Aujourd’hui, le renseignement est dispersé, les services spécialisés ne sont pas connectés à un service central ayant à sa tête un directeur national de renseignement connu, identifiable et responsable. Quand on écoute les médias, l’on se rend compte que le pilotage stratégique du dispositif de renseignement est une attente de la population. On sait très bien que les missions liées à la sécurité nationale exigent de la connaissance et de l’anticipation. Dans cette perspective, les services de renseignement méritent d’être renforcés, professionnalisés et contrôlés parce qu’ils sont indispensables à la sécurité des citoyens. Les actions secrètes des services secrets sont importantes pour la stabilité du pays et le bon fonctionnement de l’économie.
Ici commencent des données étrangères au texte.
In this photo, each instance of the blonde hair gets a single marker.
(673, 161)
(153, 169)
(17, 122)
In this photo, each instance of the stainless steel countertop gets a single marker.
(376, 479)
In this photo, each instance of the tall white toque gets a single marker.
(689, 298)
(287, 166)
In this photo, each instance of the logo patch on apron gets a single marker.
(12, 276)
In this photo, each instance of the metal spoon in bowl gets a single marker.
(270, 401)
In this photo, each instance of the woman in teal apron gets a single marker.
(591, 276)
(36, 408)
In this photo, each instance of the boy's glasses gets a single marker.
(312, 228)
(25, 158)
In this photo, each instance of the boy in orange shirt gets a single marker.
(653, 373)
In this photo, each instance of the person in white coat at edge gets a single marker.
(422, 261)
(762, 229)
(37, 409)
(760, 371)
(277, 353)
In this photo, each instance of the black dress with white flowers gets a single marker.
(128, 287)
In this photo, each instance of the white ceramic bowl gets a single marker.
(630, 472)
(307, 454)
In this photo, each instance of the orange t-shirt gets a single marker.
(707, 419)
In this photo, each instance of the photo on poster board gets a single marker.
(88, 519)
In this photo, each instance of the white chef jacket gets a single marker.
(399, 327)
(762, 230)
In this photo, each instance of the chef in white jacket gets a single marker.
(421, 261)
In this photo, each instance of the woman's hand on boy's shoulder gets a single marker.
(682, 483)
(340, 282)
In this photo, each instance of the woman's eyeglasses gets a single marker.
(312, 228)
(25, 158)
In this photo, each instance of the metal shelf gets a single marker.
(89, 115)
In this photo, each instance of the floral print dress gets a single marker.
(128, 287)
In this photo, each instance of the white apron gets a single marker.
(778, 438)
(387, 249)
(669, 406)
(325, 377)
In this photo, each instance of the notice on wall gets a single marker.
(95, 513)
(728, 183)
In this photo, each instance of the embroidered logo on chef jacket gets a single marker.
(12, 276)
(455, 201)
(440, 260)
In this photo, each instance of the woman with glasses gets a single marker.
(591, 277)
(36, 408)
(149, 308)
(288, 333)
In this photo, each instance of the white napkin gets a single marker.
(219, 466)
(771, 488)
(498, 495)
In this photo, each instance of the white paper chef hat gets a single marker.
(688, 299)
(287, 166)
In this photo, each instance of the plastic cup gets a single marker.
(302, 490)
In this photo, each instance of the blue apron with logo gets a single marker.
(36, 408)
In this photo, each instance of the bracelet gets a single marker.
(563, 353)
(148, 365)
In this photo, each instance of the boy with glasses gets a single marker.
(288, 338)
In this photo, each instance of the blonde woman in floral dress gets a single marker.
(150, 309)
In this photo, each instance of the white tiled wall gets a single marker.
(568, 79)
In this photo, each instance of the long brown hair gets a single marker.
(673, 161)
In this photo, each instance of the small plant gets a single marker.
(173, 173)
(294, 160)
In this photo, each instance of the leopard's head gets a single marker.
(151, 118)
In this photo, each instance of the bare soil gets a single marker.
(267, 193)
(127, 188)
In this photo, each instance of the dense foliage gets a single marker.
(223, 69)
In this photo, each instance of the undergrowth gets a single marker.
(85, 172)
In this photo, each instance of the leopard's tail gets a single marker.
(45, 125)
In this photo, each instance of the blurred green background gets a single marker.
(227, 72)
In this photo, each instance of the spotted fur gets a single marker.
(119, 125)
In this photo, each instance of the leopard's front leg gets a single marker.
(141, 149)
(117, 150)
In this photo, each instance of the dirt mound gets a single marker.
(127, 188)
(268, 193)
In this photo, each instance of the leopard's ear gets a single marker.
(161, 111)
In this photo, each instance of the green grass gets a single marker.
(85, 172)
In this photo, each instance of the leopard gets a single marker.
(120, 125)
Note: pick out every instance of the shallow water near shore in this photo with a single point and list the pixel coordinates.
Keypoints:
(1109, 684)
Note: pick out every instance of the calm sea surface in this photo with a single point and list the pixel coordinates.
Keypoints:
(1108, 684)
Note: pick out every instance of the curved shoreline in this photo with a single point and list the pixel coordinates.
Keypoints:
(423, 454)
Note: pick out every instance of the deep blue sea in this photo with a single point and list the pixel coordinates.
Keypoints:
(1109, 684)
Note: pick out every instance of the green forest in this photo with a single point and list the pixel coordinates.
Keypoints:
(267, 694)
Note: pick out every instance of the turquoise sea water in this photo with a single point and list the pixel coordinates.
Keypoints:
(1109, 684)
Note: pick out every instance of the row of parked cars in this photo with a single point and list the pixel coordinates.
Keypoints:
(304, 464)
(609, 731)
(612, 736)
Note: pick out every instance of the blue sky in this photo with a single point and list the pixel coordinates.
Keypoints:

Pour cela, les acteurs de la politique de renseignement doivent travailler et suivre une feuille de route claire avec des objectifs précis.
Depuis trois décennies, Haïti fait face à une évolution permanente de la menace en provenance des groupes criminels divers aux ramifications nationales et internationales. Durant cette période, les observateurs ont constaté la désorganisation et l’inefficacité des services des renseignement. Les services n’arrivent pas à adapter leurs modes opératoires aux nouvelles menaces et utiliser les techniques modernes de renseignement pour détecter et entraver les initiatives et les manœuvres des organisations qui nuisent aux intérêts fondamentaux de la nation. Les organisations criminelles qui déstabilisent le pays pénètrent tous les segments de la société, cette situation était impensable avant 1994.
Aujourd’hui, face aux menaces et risques qui pèsent sur la nation , il est nécessaire pour les pouvoirs publics de recourir aux nouvelles technologies et adopter de nouvelles règles de droit afin de permettre aux services de faire leur travail efficacement. La capacité d’action des services de renseignement s’appréciera au fur et à mesure que les agents se professionnalisent et qu’une politique nationale de renseignement est clairement définie et minutieusement exécutée.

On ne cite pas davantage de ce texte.